Наверное, то, что рассказывают все эти радиоголоса, производит сильное впечатление на западную публику. Но нам все это известно. Телефонный разговор Шостаковича со Сталиным перед поездкой на американский конгресс, где на слова композитора о том, что там он будет в неловком положении, поскольку в СССР все его сочинения, которые исполняются в Америке, запрещают, — вождь с характерным грузинским акцентом спросил: «Кто запрещает?». И о том, что, давая в Америке интервью, Шостакович считал, что для него все кончено. Как собрал чемодан и ждал ареста. У кого из нас не было родителей или бабушек-дедушек, которые вот так же ждали ареста?
Вой ветра и четыре фигуры в развевающихся пальто, пытающихся идти против ветра.
Для нас этот образ банален – мы с рождения живем в таком климате.
Стулья, составленные в ряды, постепенно громоздятся в огромную гору. Мы сами не замечаем, как вместо четырех актеров на сцене оказываются четыре музыканта. Они начинают играть последний, Пятнадцатый струнный квартет Шостаковича и все действие вокруг останавливаются.
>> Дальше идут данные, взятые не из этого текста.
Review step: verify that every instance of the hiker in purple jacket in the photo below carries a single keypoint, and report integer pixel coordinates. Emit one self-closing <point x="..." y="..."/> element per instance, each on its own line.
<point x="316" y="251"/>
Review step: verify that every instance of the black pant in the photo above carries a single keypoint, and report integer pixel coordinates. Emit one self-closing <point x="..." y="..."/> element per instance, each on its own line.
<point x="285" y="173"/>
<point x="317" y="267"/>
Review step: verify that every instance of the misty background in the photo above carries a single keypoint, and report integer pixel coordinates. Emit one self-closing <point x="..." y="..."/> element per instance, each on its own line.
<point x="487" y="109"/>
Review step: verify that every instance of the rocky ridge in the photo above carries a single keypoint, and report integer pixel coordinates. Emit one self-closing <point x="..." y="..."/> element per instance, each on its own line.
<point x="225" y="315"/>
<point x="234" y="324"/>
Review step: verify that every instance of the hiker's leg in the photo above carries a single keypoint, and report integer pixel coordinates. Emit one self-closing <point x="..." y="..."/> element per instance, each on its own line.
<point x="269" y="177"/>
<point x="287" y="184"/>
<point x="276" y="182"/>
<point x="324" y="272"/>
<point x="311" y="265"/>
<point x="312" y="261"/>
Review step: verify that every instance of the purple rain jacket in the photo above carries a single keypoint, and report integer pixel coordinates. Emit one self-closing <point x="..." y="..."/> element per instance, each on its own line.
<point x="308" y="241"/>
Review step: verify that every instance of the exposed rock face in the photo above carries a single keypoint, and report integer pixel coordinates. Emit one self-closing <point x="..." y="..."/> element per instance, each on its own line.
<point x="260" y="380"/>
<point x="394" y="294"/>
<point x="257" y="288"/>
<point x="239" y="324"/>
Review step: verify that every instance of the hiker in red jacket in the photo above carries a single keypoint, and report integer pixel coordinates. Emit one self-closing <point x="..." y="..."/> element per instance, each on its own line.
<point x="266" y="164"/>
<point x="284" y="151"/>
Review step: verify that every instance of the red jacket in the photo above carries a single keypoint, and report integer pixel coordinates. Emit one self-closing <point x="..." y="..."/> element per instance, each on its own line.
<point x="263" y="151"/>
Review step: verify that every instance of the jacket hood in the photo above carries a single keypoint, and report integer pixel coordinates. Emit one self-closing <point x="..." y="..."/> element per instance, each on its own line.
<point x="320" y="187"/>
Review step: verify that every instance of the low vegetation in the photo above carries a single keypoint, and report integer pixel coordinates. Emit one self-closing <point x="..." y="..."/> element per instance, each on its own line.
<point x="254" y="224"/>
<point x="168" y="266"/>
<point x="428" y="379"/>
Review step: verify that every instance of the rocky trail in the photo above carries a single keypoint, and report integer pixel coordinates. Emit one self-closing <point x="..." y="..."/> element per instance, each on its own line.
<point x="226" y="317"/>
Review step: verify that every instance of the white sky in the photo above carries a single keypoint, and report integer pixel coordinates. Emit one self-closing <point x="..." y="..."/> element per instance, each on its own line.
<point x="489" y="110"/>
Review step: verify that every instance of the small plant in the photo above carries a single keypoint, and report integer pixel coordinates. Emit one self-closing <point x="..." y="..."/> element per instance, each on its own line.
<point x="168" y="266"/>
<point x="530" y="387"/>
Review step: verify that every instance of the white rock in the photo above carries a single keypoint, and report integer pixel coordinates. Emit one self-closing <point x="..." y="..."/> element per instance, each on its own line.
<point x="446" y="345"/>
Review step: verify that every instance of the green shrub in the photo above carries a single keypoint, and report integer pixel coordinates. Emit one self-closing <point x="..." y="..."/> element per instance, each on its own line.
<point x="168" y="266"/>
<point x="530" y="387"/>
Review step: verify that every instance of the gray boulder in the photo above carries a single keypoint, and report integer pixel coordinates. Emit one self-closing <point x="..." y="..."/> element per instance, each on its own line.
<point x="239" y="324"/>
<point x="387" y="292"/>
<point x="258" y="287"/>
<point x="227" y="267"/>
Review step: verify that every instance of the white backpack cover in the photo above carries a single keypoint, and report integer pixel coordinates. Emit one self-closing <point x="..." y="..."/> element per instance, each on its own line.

Листки бумаги на заднем фоне чернеют и кажутся обуглившимися. В музыке звучит все то, о чем лихорадочно, многословно, сбивчиво до того рассказывал спектакль МакБерни. Только говорит об этом больше, мощнее и в то же время интимнее. Как это происходит, я не берусь описать. С последними нотами квартета и заканчивается спектакль.